Brandi Sumrall, MSU-Meridian MTR co-director of special education, said, “The beauty of this initiative is that students will have a comprehensive understanding of research-based theory and practice for both elementary and special education. Special education has been a critical shortage area for decades in our state, and through this program our students will be licensed in both areas.”

Jeff Leffler, co-director of elementary education for the MTR program, said MSU-Meridian is in a distinctive position to aid in this first-ever initiative because of its current offering of the Professional Advancement Network for Teacher Assistants program, or PANTA.

PANTA uses a blended delivery format that allows working adults to participate in either face-to-face instruction or remotely when they are unable to attend class,” the MSU-Meridian assistant professor said in discussing the critical need to fill the state’s elementary teaching positions with permanent hires.

“Last year, more than 200 teachers working for JPS were emergency hires, meaning they could only serve as teachers for one year without a degree or alternate route teaching certificate,” he said. “In order to keep a paying job after that one year, they continue with the district as substitute teachers at a dramatically lower salary when they should be gaining the skills they need to obtain a four-year degree, pass the PRAXIS exam and enter the classroom as a licensed teacher.”

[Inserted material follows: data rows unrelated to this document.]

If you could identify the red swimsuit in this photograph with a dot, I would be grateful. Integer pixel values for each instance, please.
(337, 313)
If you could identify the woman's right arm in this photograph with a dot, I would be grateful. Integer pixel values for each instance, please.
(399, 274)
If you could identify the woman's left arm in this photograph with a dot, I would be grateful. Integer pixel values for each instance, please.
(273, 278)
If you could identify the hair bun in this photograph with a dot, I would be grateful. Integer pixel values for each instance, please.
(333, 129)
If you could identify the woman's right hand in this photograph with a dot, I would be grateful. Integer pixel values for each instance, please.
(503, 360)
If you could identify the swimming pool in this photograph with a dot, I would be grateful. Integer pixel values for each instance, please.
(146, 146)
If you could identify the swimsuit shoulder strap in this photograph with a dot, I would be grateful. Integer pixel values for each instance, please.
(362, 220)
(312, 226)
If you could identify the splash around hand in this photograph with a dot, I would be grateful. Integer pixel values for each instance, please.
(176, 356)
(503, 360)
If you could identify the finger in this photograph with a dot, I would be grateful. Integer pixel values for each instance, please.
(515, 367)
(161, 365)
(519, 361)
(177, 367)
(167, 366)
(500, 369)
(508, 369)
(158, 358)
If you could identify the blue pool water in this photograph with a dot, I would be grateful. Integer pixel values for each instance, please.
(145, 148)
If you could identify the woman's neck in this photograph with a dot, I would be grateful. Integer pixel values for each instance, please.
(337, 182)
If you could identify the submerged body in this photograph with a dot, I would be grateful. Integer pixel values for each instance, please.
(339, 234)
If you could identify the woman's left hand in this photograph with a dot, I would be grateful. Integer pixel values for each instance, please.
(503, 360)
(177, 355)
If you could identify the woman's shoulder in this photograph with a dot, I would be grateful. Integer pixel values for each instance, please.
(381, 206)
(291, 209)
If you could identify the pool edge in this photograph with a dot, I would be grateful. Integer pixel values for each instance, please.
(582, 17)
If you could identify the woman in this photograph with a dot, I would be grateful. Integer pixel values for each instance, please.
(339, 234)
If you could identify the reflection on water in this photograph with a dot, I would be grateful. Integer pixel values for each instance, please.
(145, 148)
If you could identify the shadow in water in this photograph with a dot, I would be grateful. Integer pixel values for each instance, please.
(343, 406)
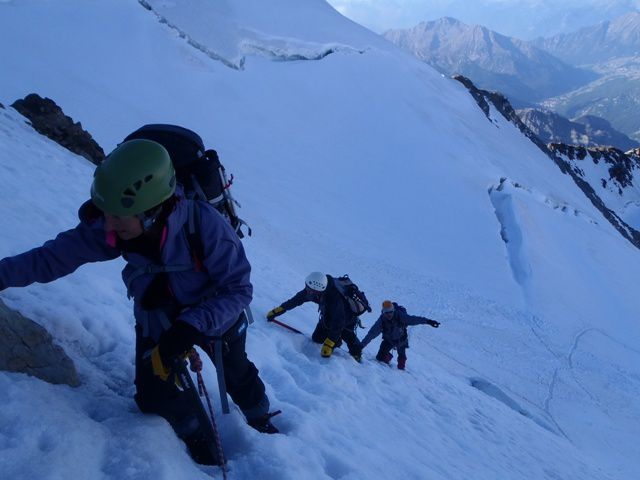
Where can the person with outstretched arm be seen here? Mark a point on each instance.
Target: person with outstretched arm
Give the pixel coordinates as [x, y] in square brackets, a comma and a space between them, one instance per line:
[137, 212]
[336, 321]
[392, 323]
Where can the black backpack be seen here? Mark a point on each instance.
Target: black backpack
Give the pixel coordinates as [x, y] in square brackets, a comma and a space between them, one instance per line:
[198, 170]
[355, 297]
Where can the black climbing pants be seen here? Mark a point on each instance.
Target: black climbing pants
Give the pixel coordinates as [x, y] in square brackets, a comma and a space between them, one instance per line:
[165, 399]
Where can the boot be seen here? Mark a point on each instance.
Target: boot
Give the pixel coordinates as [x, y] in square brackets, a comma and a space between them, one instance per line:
[263, 423]
[201, 449]
[402, 362]
[385, 357]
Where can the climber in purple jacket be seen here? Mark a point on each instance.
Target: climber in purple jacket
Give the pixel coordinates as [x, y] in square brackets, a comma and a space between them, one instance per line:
[181, 297]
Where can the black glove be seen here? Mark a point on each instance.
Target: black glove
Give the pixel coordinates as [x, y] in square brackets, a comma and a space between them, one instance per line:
[276, 312]
[178, 340]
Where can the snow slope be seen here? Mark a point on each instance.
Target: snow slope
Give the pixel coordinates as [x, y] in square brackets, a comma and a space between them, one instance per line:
[350, 156]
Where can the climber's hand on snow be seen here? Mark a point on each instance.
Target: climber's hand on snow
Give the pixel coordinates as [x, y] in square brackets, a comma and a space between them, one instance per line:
[327, 348]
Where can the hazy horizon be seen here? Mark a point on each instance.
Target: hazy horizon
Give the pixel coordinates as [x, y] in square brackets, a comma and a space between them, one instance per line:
[524, 19]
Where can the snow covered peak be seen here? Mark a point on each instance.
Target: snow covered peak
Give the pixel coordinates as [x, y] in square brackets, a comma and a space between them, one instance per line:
[371, 164]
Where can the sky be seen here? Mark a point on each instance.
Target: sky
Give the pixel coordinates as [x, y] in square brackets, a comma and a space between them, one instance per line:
[524, 19]
[362, 161]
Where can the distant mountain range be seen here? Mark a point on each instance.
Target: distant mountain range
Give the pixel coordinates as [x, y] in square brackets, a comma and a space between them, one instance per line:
[612, 50]
[618, 38]
[586, 131]
[521, 71]
[593, 72]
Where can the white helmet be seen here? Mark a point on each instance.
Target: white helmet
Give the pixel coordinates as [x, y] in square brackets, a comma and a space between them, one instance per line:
[316, 281]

MTR hopes to graduate approximately 150 new elementary teachers over the course of the four-year grant program at MSU-Meridian and the two other training sites at William Carey University in Hattiesburg and Delta State University in Cleveland. Through the grant, these sites will receive funding for four years with each graduating three cohorts of students in pursuit of an elementary education degree. This year’s program candidates from each of the four participating school districts were selected by MDE, with each currently holding an associate’s degree or 60 or more hours toward a degree program.

The nonprofit National Center for Teacher Residencies developed the program that requires participants to commit to teaching for three years in their respective underserved school district.